Susan and I were looking at maps in the Olympic National Park Visitor Center when Phil, our crew leader, came up and urgently asked us to meet him at the van. He rushed out to round up the rest of the crew— Jim, Jain, Glenn, and Claire – and we hurried out to meet everyone. It was just our second day together as an SCA Sherpa crew, but I could tell that whatever was going to happen next was not planned. 

We jumped in the van and were soon heading up the road to one of the Park’s major trailheads. Phil explained there had been an accident: a hiker had fallen in a difficult to access location and broken at least one leg. The Park Service rangers needed our help getting him out. 

We met the rangers at the parking lot getting their emergency gear together.
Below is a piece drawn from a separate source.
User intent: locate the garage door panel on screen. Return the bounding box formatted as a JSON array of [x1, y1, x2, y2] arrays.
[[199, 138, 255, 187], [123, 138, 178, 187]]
It was quite a steep hike up to reach the semi-conscious hiker and then we spent more than an hour bringing him down the slope in a backcountry stretcher, trading off as we slowly descended to the parking lot and a waiting ambulance. Fortunately, the EMTs thought he’d be okay.

Wow, if this was day two of my month as a Sherpa, I wondered what the next four weeks would be like. I was not disappointed: glaciers, mountain goats, unbelievably beautiful meadows, swimming in crystal clear lakes and the Pacific Ocean.
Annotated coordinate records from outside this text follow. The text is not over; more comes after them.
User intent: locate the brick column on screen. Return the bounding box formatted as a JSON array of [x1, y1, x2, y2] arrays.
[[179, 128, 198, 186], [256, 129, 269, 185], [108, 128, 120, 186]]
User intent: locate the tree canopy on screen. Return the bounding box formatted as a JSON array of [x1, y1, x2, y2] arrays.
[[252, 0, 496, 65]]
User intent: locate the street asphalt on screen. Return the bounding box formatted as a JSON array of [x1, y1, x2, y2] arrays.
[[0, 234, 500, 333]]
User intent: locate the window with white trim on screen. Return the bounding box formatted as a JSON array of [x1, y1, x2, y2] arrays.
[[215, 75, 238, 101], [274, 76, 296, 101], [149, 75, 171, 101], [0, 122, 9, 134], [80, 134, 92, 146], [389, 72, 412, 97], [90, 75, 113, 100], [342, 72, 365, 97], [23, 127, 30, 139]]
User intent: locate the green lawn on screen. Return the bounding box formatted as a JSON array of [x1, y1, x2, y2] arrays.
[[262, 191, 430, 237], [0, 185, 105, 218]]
But best of all were the incredible friendships I developed with my fellow crew members. We came from all across the country with very different life stories, but for the next month we’d sweat together, sing together, cook for each other, share stories, play games and wonder aloud about our futures.

Sure, the “carries” were often long, heavy (50-70 pounds) and in hot weather, but the scenery never disappointed. We never knew what we’d be hauling and for what purpose until we arrived at the trailhead. Most of the carries were to deliver supplies to park rangers for trail projects or to university researchers or other SCA work crews. However, I remember one carry best of all. 

We were 18 days into the month when we headed up the Dosewallips River Trail. We hiked all day to get to our base camp next to a spectacular meadow blanketed with flowers. Phil explained that evening over the campfire that we’d be moving a “bear box” tomorrow. Bear box? Yes. Made mostly of metal, the rangers use them at remote camps to store food and other belongings to keep the bears from destroying their stuff. 

Usually, the boxes are lifted in by a helicopter because they are so heavy and hard to move. Unfortunately, the pilot had dropped this bear box in the wrong meadow and we needed to move it up the valley. Good thing we were young and in good shape by then because, though only two miles, it took everything we had to move that nearly 170 pound box up a narrow trail and across several streams. Sometimes four of us would be hauling at the same time, but too often in narrow spots just two of us had to move the box. When the bear box was finally in its proper location, the rest of our carries that month seemed easy.

What an awesome July in 1978! Thank you SCA for giving me an experience of a lifetime in just a month’s time. I hope my fellow crew member’s life journeys have been amazing - I know mine has been.